Opposition Leader and PPP general secretary, Bharat Jagdeo told party supporters on Sunday that the country’s Constitution does not provide for Granger to make the appointment without consultation from the opposition.
“We will not take that sitting down. We will have to hit the streets running,” he said at a ceremony marking the 20th anniversary of the death of the PPP’s founder leader and former president, Cheddi Jagan.
Jagdeo said that it is the chairman, who holds a “delicate balance” between the three government and three opposition GEOCOM commissioners.
President Granger and Jagdeo are at loggerheads over the appointment and the PPP has already said it would challenge any unilateral appointment of a GECOM Chairman in the Court.
Granger has already rejected the six nominees put forward by the Opposition Leader.
Last week, the PPP issued a statement indicating that it had examined the interpretation of Article 161 (2) of the Constitution of Guyana, proffered by Attorney General, Basil Williams.
“While we do not agree with Williams’ interpretation, we recognise that he has finally conceded that Article 161 (2) of the Constitution qualifies two categories of persons for the positon of Chairman of the Guyana Elections Commission (GECOM), namely: Judges, former Judges and person qualify to hold the position of Judges AND, or any other fit and proper persons.
“However, in our view, the Constitution does not accord any preference whatsoever to one of these categories of persons over the other as Williams contends. Neither the letter nor the spirit of the Constitution confers such a bias.

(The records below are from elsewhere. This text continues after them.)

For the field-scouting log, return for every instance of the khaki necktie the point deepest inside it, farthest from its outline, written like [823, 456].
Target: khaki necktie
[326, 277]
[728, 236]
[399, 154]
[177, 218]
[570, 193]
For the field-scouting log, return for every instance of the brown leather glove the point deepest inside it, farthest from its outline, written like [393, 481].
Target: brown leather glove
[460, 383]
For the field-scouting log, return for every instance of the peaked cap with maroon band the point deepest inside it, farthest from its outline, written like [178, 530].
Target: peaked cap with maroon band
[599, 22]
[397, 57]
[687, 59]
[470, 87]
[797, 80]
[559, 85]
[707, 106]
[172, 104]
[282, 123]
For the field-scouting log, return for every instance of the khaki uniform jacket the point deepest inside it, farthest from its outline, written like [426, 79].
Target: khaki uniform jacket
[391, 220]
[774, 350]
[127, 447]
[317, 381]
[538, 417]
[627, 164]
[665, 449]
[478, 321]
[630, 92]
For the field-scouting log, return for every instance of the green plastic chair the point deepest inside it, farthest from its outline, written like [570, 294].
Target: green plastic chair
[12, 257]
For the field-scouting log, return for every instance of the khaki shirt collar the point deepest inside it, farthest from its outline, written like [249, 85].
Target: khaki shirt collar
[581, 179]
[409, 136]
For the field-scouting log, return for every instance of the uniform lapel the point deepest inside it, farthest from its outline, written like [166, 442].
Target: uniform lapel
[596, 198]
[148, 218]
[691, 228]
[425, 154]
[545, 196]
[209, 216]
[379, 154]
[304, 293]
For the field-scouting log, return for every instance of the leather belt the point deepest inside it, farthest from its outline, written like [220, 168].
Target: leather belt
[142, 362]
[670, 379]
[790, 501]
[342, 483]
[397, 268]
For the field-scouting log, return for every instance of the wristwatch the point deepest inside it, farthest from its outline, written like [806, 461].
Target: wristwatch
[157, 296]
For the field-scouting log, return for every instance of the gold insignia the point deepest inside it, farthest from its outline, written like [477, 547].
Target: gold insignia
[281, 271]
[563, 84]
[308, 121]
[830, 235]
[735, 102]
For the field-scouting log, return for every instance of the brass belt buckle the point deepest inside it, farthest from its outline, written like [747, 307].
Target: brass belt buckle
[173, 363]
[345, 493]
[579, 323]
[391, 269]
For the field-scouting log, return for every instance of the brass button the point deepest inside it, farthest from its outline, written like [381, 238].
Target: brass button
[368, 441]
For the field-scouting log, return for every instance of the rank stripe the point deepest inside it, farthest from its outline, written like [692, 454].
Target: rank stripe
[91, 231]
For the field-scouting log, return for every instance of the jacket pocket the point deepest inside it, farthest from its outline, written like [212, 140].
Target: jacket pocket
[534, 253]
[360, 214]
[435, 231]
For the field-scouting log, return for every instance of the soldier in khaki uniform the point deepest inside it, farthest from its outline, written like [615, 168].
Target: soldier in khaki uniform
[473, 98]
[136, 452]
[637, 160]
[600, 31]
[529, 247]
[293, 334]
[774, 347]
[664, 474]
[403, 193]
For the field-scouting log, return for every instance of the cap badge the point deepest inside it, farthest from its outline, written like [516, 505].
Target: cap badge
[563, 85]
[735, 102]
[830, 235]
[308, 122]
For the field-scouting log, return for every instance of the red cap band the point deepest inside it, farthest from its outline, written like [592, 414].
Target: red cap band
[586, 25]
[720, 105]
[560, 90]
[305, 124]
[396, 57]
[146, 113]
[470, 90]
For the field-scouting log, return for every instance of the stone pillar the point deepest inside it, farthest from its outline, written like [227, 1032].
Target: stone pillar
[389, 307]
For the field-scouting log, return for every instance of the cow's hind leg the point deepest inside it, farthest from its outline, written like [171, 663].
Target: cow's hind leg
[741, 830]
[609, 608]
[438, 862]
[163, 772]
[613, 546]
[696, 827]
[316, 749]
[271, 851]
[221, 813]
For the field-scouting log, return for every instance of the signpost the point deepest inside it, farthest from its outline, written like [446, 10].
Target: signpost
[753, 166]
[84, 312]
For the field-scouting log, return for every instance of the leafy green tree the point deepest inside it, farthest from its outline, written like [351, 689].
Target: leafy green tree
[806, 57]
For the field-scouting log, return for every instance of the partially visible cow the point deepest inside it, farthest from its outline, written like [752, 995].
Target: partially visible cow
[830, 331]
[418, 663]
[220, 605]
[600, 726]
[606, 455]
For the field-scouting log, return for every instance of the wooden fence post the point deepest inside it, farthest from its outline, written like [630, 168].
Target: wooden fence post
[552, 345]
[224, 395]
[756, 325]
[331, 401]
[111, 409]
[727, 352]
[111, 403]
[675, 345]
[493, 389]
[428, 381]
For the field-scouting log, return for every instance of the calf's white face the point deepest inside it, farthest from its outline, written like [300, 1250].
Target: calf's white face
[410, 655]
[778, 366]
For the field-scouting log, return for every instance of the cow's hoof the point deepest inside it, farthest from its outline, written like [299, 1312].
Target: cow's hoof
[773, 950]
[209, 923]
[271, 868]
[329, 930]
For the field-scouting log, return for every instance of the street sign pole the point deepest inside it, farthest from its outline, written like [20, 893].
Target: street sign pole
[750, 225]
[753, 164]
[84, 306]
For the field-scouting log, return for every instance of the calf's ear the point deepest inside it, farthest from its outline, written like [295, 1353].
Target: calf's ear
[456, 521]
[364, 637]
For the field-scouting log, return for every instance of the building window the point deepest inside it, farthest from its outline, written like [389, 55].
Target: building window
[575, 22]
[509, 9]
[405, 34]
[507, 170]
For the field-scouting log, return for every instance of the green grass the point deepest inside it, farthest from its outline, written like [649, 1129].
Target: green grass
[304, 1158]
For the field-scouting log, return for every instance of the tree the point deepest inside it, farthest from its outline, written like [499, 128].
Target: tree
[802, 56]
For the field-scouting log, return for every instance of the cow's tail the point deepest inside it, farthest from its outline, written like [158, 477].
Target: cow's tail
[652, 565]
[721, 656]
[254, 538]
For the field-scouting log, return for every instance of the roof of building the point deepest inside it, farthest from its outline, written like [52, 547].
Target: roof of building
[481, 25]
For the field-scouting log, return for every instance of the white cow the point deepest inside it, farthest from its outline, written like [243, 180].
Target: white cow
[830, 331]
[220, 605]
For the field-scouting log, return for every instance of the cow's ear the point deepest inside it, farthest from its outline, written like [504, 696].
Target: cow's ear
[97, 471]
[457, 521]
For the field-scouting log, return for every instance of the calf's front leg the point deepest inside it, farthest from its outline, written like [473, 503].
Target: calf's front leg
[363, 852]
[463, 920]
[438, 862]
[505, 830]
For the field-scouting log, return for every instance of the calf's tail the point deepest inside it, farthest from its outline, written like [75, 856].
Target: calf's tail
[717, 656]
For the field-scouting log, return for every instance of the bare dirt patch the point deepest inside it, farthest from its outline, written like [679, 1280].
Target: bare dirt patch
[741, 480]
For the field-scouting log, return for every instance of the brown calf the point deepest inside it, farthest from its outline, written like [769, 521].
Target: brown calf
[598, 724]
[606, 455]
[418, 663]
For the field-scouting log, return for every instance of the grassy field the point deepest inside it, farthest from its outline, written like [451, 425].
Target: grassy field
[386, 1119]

“We are of the firm view that persons from either of these categories are equally qualified for the position of Chairman of the Guyana Elections Commission (GECOM). Our position is consistent with the historical evolution of this particular Article of the Constitution, as well as, the qualities and qualifications of the persons who have held this position since this Article came into force.”.
In his address to the ceremony, Jagdeo also said sugar workers would soon be called upon to engage in protests if the authorities go ahead with their plans to shut down several sugar estates.
Former president Donald Ramotar, who also addressed the ceremony, said that the impending closure of the sugar estates contradicts claims by government that the manufacturing sector was only contributing a meagre five percent to Guyana’s economy.
“If they are serious about creating more manufacturing jobs, then they will have to save the sugar industry otherwise we will have no manufacturing jobs,” he said, accusing the coalition government of going “ back to the days of racial and political discrimination”.